Methylation‐based PDAC diagnostic models. Performance of random forest model in the training set using all DMRs (A), and 200 DMRs selected by Boruta algorithm (B) as features. Performance in the training set using 13 DMRs selected by Boruta followed by RFE (C) and 6 DMRs in addition filtered by tissue‐plasma concordance (D). (E) Comparison of performance of the above 4 diagnostic models in the testing set. (F) PDAC sensitivity in the testing set by stage (specificity = 96.8%).
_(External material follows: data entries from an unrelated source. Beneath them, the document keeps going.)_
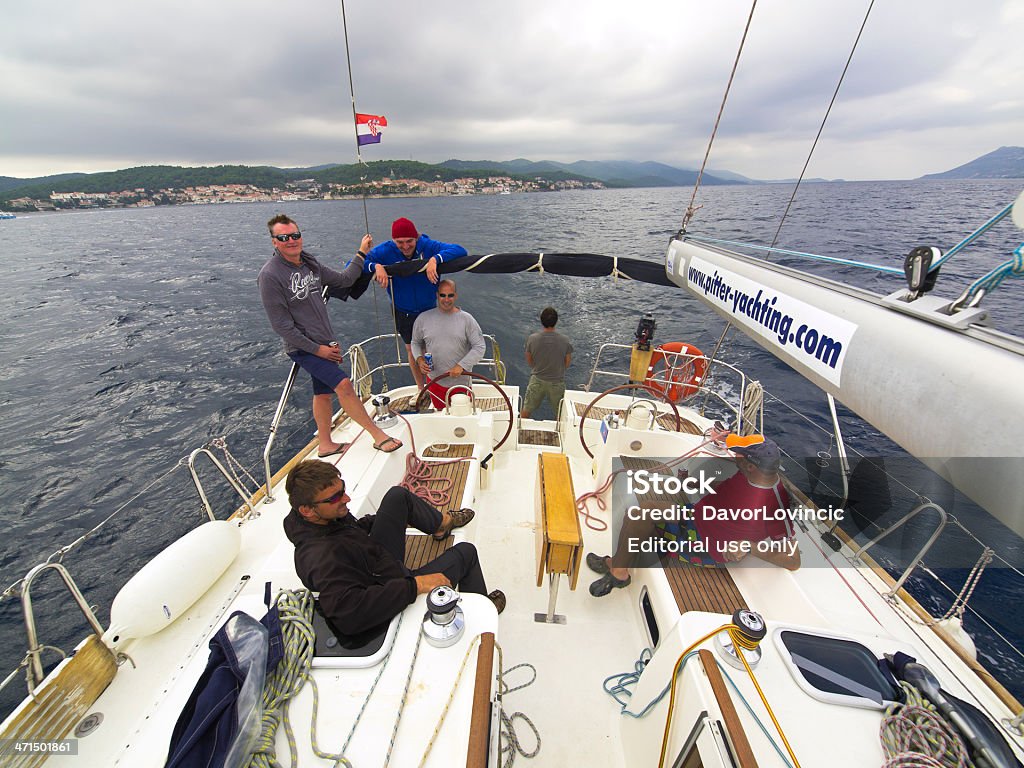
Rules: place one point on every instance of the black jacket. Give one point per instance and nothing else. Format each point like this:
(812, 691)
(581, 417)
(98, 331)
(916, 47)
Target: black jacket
(361, 585)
AUC, area under the curve; RFE, recursive feature elimination; ROC, receiver operation characteristics.

Fig. 5

Multi‐omics based PDAC diagnostic models. (A) Performance of the diagnostic model in the training set based on 6 selected DMR markers. Performance of the diagnostic model in the training set based on methylation in combination with KRAS/TP53 mutation (B) or mutation in top 10 genes (C) or hotspot mutation (D). (E) Performance in methylation‐based diagnostic model in the testing set with and without mutational status. (F) Sensitivities of diagnostic models in testing set based on different combination of analytes. AUC, area under the curve; CA19‐9, carbohydrate antigen 19‐9; RFE, recursive feature elimination; ROC, receiver operation characteristics.